Number of students are taking Chemistry alone = 25 - (10 - x) - x - (9 - x) = 25 - 10 + x - x - 9 + x = 6 + x

Number of students are taking Biology alone = 26 - (8 - x) - x - (9 - x) = 26 - 8 + x - x - 9 + x = 9 + x

Next, we put all the items and parameters in the figure, we have

Photo by Math Principles in Everyday Life

Referring to the problem statement, "if a number of students are taking all three subjects is the same as a number of students are not taking either of the subjects


(15 + x) + (10 - x) + x + (8 - x) + (6 + x) + (9 - x) + (9 + x ) = 63 - x

(Let 63 - x be the number of students are taking Physics, Chemistry, and Biology. 63 is the total number of students in a school. x is the number of students are not taking either of the subjects.)

                             57 + x = 63 - x

                               x + x = 63 - 57

                                   2x = 6

                                     x = 3

Therefore, there are 3 students taking Physics, Chemistry, and Biology. 

Number of students are taking Physics alone = 15 + x = 15 + 3 = 18

Number of students are taking Chemistry alone = 6 + x = 6 + 3 = 9

Number of students are taking Biology alone = 9 + x = 9 + 3 = 12

Therefore, there are 18 + 9 + 12 = 39 students taking only one of the three subjects.

Least Common Multiple, LCM

Category: Arithmetic

"Published in Newark, California, USA"

What is the Least Common Multiple (LCM) for the following numbers: 24, 36, 18, and 12?

Solution:

There are two ways in getting their LCM. I will show the both methods and let's see which method is your preference.

Method 1: You can use the intersection method. You have to list the multiples of each given numbers.

A = (24, 48, 72, 96, 120, 144, 168, 192, 216, 240, 264, 288...)
B = (36, 72, 108, 144, 180, 216, 252, 288, 324, 360, 396.......)
C = (18, 36, 54, 72, 90, 108, 126, 144, 162, 180, 198, 216.....)
D = (12, 24, 36, 48, 60, 72, 84, 96, 108, 120, 132, 144, 156, 168, 180, 192, 204, 216, 228...)

If A ∩ B ∩ C ∩ D = (72, 144, 216,.......)

Therefore, their LCM is 72. 


Method 2: You can use the continuous division method. You have to think their factors as much as you can while dividing the numbers until the quotients are all equal to 1.

          6    │   24          36           18            12
             2   │   4            6             3              2
              2   │  2            3             3              1
               3   │ 1            3             3              1
                       1            1             1              1

Therefore, the LCM is 6 x 2 x 2 x 3 = 72.

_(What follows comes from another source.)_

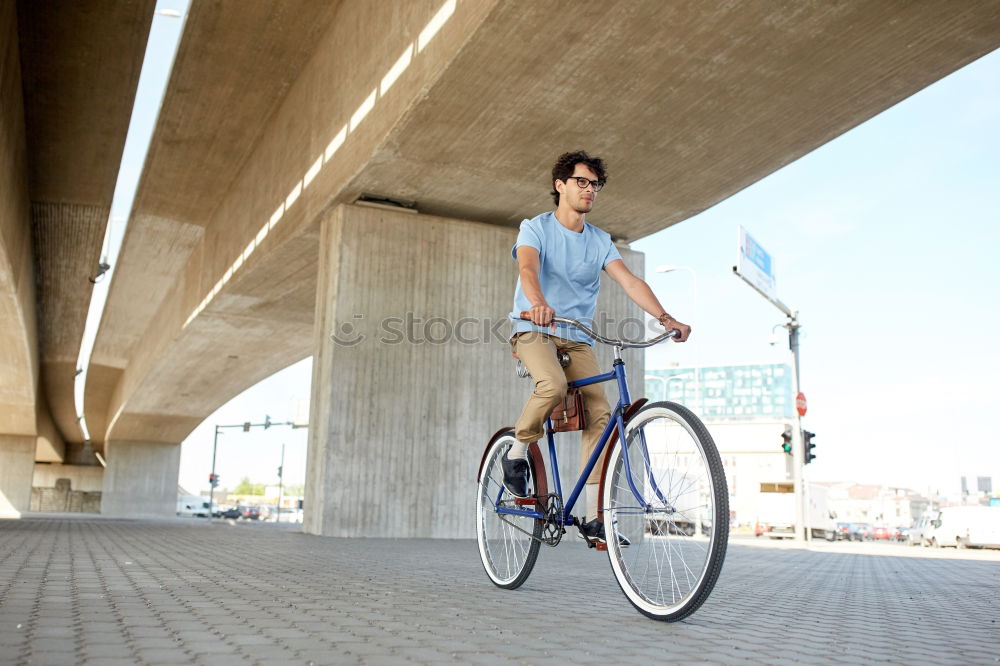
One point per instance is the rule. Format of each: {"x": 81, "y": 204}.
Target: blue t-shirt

Note: Please remember how to get the LCM of the numbers very well because you will use this method later in making dissimilar fractions into similar fractions. You can add or subtract fractions if they are similar fractions where their denominators are the same. If their denominators are different or the fractions are dissimilar, then you have to make the fractions into similar fractions first by getting the Least Common Multiples (LCM) of the denominators. Once the denominators are the same, then you can add or subtract the fractions. In solving fractions, usually LCM is called Least  Common Denominator (LCD). Still, I encourage you to memorize or remember the prime and composite numbers.